Im Mai 1982 gab Erwin Henkel bekannt, dass er am 1. März 1983 Geschäftsführer des Hessischen Städte- und Gemeindebundes werden wolle. Als Grund gab er den Wunsch nach beruflicher Veränderung an. Vermutet wurde allerdings, dass ihn die Situation der Maintaler SPD dazu antrieb. Die Notwendigkeit einer zweiten Wahl im September 1980 wurde als für ihn belastend beschrieben. Außerdem sei das Ausüben seines Amtes mit den wechselnden Mehrheit in der Stadtverordnetenversammlung seit dieser Legislaturperiode schwierig.[11]

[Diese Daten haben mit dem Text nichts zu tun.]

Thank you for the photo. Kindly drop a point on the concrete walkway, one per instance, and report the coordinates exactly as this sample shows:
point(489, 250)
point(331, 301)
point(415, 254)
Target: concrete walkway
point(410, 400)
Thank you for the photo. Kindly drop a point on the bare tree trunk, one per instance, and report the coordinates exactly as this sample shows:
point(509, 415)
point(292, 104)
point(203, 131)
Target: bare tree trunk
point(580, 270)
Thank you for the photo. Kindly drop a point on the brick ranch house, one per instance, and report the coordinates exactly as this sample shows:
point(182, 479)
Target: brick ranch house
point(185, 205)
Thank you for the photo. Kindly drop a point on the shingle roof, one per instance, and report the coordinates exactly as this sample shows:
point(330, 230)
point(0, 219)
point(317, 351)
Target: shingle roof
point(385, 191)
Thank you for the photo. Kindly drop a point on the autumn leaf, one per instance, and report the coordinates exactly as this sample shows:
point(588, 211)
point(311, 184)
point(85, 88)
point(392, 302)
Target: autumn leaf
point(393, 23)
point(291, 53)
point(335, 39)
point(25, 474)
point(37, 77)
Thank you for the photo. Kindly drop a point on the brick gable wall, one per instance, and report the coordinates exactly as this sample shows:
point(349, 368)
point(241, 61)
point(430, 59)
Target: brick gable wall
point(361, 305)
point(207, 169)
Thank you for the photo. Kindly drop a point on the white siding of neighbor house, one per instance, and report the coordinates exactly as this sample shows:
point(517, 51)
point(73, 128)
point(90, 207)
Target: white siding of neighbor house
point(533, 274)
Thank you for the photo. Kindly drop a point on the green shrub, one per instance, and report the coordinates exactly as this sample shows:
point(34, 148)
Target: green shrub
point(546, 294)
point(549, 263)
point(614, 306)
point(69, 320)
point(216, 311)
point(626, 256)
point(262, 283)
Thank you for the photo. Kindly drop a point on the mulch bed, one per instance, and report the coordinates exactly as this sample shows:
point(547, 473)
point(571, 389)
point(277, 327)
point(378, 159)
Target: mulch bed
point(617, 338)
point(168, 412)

Im September 1982 wurde er zum Geschäftsführer des Hessischen Städte- und Gemeindebundes gewählt, trat sein Amt am 1. März 1983 an und räumte das Rathaus.[12]

Einzelnachweise

  1. Vgl. Klein, M., Lüdecke, Y. Ent-Parteipolitisierung und faktischer Konkurrenzausschluss bei Bürgermeister- und Landratswahlen. Z Politikwiss 28, 125–146 (2018), Seite 134. https://doi.org/10.1007/s41358-018-0134-3.
  2. Vgl. Frankfurter Allgemeine Zeitung, 24.10.1979, S. 43.
  3. Vgl. Frankfurter Allgemeine Zeitung, 11.09.1980, S. 33.
  4. Vgl. Frankfurter Allgemeine Zeitung, 03.09.1980, S. 39.
  5. Vgl. Frankfurter Allgemeine Zeitung, 11.09.1980, S. 33.
  6. Vgl. Frankfurter Allgemeine Zeitung, 20.09.1980, S. 44.
  7. Vgl. Frankfurter Allgemeine Zeitung, 20.09.1980, S. 44.
  8. Vgl. Frankfurter Allgemeine Zeitung, 23.10.1980, S. 35.
  9. Vgl. Frankfurter Allgemeine Zeitung, 20.11.1980, S. 40.
  10. Vgl. Frankfurter Allgemeine Zeitung, 01.06.1981, S. 28.
  11. Vgl. Frankfurter Allgemeine Zeitung, 28.05.1982, S. 55.
  12. Vgl. Frankfurter Allgemeine Zeitung, 10.09.1982, S. 57.